Katie came to the next Heartworks meeting...Where Katie met Katie Borghese and Kelly Kettersen...Both of which encouraged her to start an official non-profit. Both of which became members of her Advisory Board and both of which stood on stage with her last night when her organization More Than Me WON A MILLION DOLLARS from Chase Bank on the American Giving Awards.

Those of us who know her, and Im sure those who don't,  feel healed just by watching her tonight. I have a friend who wiped out on her deck the other night and smashed up her face. I know tonight healed her. A woman called me 2 minutes after the announcement was read, she knew a teenager who attempted suicide last week. I could hear in her shouting that she saw good in the world again. My girls watched Katie and understood that they sit in the same classrooms where Katie sat- where she struggled as a "looser" as she would put it- with her bowl haircut and hand me down clothes...I said - "Look at her girls, thats what a loser looks like"
I pray to have the courage to be a loser- to just be who I am without ego or concern for fitting in with the mainstream. If Katie Meyler sees herself as a looser...I want to be a looser too.
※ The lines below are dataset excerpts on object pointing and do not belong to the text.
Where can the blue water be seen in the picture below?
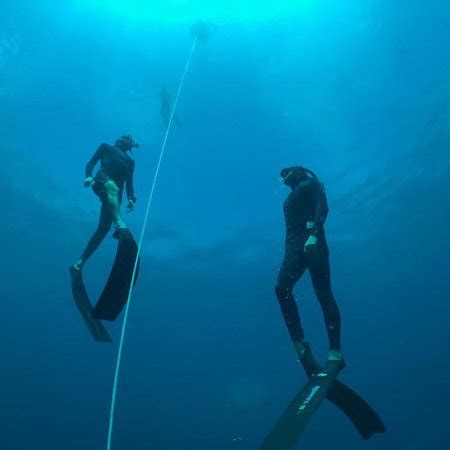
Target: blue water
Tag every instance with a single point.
(358, 91)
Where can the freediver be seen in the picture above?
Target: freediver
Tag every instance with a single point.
(115, 172)
(166, 108)
(305, 212)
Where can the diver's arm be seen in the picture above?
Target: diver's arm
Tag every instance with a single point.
(320, 215)
(94, 160)
(321, 212)
(130, 190)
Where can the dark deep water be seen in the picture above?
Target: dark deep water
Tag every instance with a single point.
(357, 90)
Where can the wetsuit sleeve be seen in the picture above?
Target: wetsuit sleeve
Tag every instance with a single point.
(129, 184)
(321, 210)
(97, 156)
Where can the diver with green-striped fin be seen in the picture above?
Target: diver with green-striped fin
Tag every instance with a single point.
(305, 212)
(114, 175)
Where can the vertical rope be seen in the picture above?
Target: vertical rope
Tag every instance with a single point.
(141, 238)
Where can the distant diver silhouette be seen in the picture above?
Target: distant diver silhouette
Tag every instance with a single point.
(197, 36)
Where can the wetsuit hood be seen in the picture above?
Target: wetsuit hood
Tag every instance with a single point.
(126, 143)
(296, 174)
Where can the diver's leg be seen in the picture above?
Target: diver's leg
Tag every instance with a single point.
(291, 270)
(104, 225)
(112, 201)
(321, 279)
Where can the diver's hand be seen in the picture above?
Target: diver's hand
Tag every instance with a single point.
(130, 206)
(88, 182)
(310, 244)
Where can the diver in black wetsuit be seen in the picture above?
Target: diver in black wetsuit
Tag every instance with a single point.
(116, 172)
(166, 108)
(305, 211)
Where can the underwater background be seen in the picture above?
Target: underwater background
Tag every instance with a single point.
(357, 90)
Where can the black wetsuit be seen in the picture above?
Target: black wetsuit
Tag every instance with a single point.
(307, 205)
(115, 165)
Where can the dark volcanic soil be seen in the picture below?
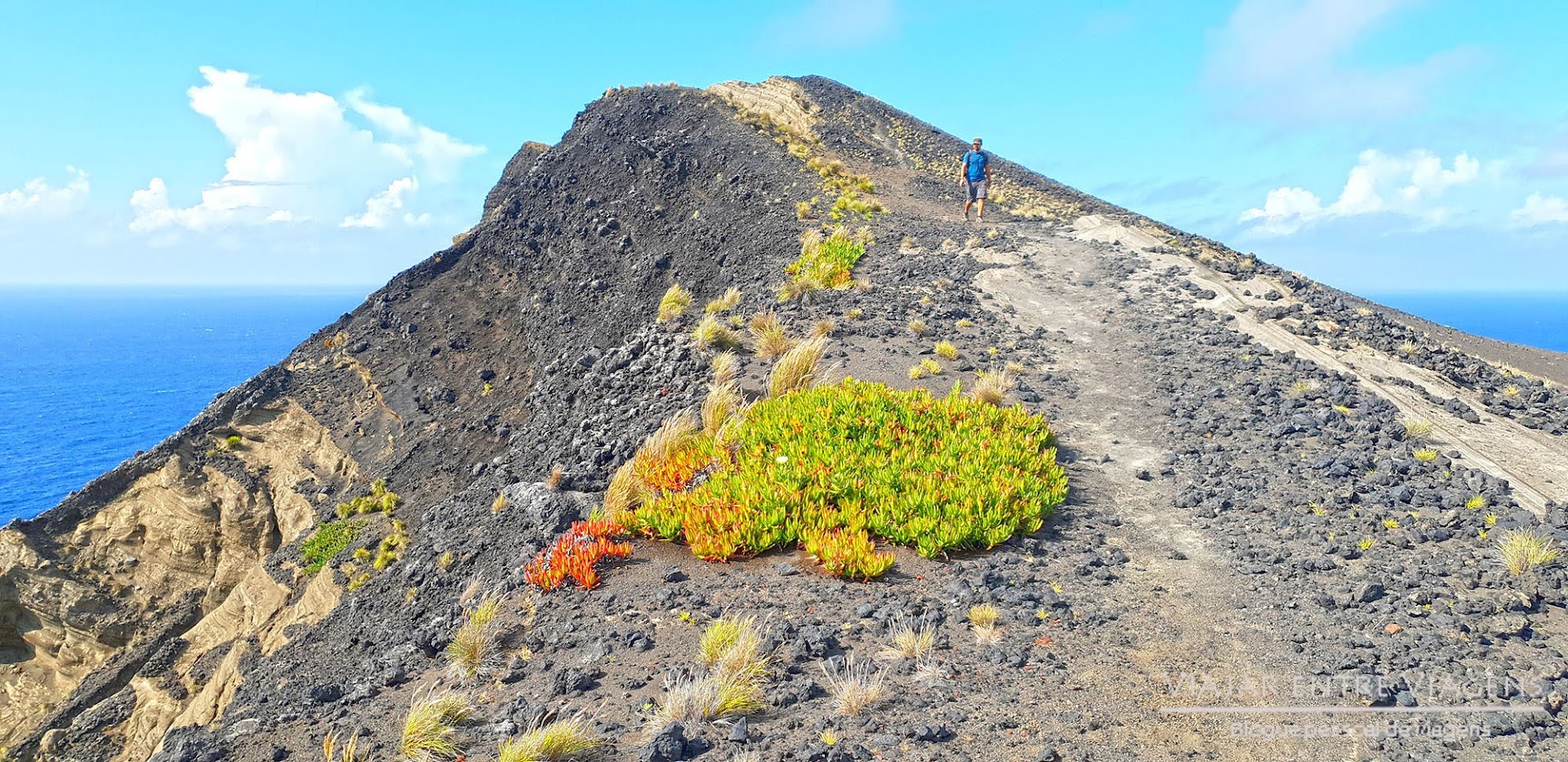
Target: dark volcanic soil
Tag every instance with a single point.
(1247, 526)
Things have been feeling very whacked out lately. Lately It feels like most everyone has lost their minds.  My friend Holly stated with great clarity that purhaps the reason for this is a combination of Hurricane Sandy, the recent election, the unemployment situation and people just feeling off balance in general. The energy was starting to whack me out a bit in the beginning of the week. Heartworks knows of  sooooo many families we could be reaching out to and it seems like there is crisis and suffering all around us. And the truth is that there is a tremendous amount of suffering going on in the world. But what we seem to miss at times is that it is the suffering that connects us.  Its what we all have in common, the collective struggle to find God, be at peace with our own brokeness and to love each other even though we are all going to have to say goodbye one day. And that day may be tomorrow. The uncertainty of things can paralyze us if we think to much about it. This is where the choice comes to allow the suffering to give us life or cause us to walk around in a fog of disconnection. Katie Meyler chooses LIFE. She chooses to be real and alive and authentic. I love her and love that she is at home on stage on national television and at home sleeping on the side of the road in Liberia. She is at home because she knows who she is. Thank you Katie for letting us know you too.
MORE THAN ME ROCKS! And so do the other 24 organizations Chase Bank honored tonight!

1 comment:

  1. As a teacher, you often have a different perspective on your students than do family and peers. Neither you nor Katie were ever losers. What you both were was unique and hungry for more than the status quo of a small town could offer. How lucky we all are that you created and followed your dreams, no matter how life presented them to you.